O ministro Alexandre de Moraes determinou o encaminhamento à Procuradoria-Geral da República de pedido para que o órgão se manifeste sobre a possibilidade de o ex-presidente Jair Bolsonaro ter acesso a uma smart TV em eventual cela ou local de custódia. A solicitação foi apresentada pela defesa no contexto de medidas cautelares e condições de custódia discutidas no STF.
O que Moraes decidiu (por ora)
O despacho não concede nem nega o pedido de imediato. Ele apenas solicita a manifestação técnica do Ministério Público, como etapa prévia antes de uma apreciação judicial definitiva.
O que está em debate juridicamente
A discussão envolve a compatibilidade de itens de conforto e acesso à informação com o regime de custódia. A legislação assegura direitos básicos às pessoas privadas de liberdade, mas esses direitos são modulados por regras do estabelecimento prisional e por critérios de segurança e proporcionalidade.

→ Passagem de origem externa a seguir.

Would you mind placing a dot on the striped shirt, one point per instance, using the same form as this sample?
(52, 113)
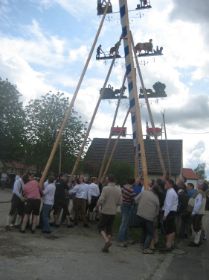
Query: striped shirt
(128, 194)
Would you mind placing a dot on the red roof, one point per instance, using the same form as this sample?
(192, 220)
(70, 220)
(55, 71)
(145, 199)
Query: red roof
(188, 173)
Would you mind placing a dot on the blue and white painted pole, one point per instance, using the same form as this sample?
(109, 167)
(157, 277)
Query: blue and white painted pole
(133, 95)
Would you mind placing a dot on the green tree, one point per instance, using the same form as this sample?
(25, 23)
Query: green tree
(43, 119)
(11, 122)
(200, 170)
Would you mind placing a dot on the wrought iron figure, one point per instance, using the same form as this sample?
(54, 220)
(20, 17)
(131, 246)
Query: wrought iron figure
(144, 4)
(147, 47)
(101, 5)
(114, 50)
(159, 91)
(110, 93)
(99, 51)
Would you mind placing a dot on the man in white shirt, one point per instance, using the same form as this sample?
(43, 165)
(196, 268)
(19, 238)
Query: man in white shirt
(48, 202)
(169, 216)
(197, 214)
(81, 193)
(93, 195)
(17, 203)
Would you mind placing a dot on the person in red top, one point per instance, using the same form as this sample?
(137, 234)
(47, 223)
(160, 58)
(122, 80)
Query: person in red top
(32, 194)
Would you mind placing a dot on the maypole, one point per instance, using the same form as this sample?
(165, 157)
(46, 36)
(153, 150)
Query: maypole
(149, 111)
(69, 110)
(133, 95)
(110, 135)
(94, 113)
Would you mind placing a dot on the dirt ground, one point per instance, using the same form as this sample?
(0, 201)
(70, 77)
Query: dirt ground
(72, 253)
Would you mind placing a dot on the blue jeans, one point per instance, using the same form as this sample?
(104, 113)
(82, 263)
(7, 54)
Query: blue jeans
(45, 217)
(148, 230)
(126, 211)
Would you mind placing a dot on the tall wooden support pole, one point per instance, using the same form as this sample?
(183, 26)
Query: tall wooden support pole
(133, 95)
(113, 149)
(110, 135)
(149, 111)
(69, 110)
(94, 113)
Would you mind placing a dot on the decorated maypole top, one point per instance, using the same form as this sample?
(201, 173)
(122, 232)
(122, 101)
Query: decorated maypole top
(133, 95)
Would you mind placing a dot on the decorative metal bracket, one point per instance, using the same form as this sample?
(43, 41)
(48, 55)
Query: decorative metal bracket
(101, 5)
(159, 91)
(144, 4)
(109, 93)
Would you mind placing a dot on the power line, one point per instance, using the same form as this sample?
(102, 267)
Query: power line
(202, 132)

TV em custódia é direito automático?
Não. A autorização para uso de equipamentos eletrônicos costuma depender de regras internas, avaliação de segurança e decisão da autoridade competente, especialmente quando há custódia por ordem judicial.

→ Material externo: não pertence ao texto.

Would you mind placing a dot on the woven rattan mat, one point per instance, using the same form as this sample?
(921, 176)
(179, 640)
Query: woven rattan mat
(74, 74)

Por que o termo “smart” muda a análise?
Uma smart TV pode permitir acesso a aplicativos e conteúdos digitais. Isso pode envolver internet e funcionalidades interativas, frequentemente restritas por razões de segurança e para evitar interferência em investigações.

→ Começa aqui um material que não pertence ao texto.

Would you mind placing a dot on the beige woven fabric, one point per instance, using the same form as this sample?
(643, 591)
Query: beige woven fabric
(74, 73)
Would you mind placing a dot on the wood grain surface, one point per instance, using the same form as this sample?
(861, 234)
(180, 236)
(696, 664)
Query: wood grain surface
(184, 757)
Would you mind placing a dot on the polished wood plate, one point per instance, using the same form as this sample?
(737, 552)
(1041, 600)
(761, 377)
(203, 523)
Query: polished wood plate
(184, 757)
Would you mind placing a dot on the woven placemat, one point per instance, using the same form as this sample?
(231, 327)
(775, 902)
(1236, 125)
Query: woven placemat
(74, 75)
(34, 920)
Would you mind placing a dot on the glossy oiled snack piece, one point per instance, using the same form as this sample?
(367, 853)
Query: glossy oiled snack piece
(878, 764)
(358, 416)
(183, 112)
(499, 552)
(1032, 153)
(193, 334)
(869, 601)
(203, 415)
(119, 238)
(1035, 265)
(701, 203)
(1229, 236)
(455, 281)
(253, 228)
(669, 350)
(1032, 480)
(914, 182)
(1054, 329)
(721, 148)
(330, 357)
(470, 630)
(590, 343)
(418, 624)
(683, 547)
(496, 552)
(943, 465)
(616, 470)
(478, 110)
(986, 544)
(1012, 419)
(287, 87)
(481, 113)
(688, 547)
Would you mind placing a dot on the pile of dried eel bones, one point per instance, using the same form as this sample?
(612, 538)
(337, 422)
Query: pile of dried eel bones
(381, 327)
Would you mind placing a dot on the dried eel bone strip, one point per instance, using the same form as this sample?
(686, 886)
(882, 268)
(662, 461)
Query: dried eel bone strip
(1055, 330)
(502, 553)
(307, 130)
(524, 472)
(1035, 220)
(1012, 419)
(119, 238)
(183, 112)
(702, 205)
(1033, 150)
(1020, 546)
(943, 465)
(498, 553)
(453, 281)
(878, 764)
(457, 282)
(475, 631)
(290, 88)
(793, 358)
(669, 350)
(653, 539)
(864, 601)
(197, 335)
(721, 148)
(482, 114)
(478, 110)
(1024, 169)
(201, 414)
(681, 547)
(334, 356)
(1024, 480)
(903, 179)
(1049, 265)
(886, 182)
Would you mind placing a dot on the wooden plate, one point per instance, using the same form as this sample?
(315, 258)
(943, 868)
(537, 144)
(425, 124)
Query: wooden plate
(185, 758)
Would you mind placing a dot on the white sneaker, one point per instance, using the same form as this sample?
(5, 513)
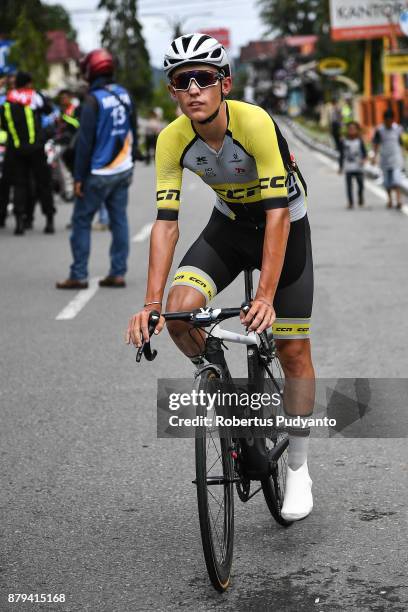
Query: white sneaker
(298, 500)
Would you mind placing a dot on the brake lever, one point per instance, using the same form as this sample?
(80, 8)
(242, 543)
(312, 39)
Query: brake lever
(145, 349)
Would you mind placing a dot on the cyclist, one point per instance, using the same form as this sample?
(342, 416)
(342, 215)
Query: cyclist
(104, 156)
(259, 220)
(21, 117)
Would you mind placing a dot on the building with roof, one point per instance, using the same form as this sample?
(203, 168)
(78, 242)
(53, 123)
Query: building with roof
(63, 57)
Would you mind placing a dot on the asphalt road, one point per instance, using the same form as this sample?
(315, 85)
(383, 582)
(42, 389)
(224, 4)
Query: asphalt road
(94, 506)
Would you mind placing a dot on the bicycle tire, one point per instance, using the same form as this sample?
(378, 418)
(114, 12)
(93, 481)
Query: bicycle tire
(218, 566)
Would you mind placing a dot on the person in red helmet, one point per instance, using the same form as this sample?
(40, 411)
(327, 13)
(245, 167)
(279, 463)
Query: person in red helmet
(105, 152)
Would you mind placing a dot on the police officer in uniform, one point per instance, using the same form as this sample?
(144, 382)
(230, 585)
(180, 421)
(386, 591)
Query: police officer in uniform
(20, 116)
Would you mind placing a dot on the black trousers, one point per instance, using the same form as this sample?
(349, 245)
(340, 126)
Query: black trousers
(349, 186)
(30, 174)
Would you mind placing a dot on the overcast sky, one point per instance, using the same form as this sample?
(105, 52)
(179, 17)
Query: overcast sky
(157, 16)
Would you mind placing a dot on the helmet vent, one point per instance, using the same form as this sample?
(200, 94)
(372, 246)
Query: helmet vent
(200, 56)
(186, 41)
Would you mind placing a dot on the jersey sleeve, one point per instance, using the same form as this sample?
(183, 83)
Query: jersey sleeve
(271, 153)
(168, 177)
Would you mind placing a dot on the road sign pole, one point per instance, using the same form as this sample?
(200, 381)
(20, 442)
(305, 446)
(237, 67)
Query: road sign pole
(367, 69)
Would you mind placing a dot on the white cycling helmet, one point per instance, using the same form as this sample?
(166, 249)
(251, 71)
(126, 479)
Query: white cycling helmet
(196, 48)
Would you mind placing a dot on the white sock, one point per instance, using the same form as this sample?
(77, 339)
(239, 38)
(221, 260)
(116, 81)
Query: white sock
(297, 452)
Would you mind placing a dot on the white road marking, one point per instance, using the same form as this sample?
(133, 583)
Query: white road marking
(297, 140)
(80, 300)
(143, 234)
(375, 189)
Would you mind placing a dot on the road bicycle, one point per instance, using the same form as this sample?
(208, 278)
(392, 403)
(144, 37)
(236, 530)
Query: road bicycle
(225, 460)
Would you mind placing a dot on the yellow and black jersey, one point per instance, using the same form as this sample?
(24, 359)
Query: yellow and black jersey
(251, 173)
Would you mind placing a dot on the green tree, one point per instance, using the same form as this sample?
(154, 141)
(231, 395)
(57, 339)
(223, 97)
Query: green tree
(30, 49)
(43, 17)
(122, 35)
(292, 17)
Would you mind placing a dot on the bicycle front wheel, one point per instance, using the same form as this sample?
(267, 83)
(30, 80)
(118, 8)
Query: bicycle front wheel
(276, 442)
(215, 493)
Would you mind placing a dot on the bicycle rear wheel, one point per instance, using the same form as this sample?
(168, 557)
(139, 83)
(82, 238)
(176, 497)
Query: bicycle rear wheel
(215, 493)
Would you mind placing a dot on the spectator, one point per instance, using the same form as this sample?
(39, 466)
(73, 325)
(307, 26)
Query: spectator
(106, 149)
(20, 116)
(67, 129)
(388, 141)
(353, 154)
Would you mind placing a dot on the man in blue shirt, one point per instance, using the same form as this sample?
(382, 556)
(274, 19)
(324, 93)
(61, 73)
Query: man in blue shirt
(105, 153)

O Judiciário tende a ponderar se o item solicitado é compatível com a finalidade da custódia e se não desvirtua o regime imposto.
A análise costuma considerar riscos à ordem interna, possibilidade de comunicação indevida e impacto na preservação das investigações em curso.
Mesmo com parecer da PGR, a decisão final caberá ao relator, que pode acolher ou rejeitar o pedido com base nas circunstâncias do caso e nas normas aplicáveis.
O que acontece agora
Até a manifestação da PGR e a posterior decisão do STF, permanecem inalteradas as condições atualmente fixadas. A deliberação final será tomada após a análise do parecer ministerial e dos elementos do caso concreto.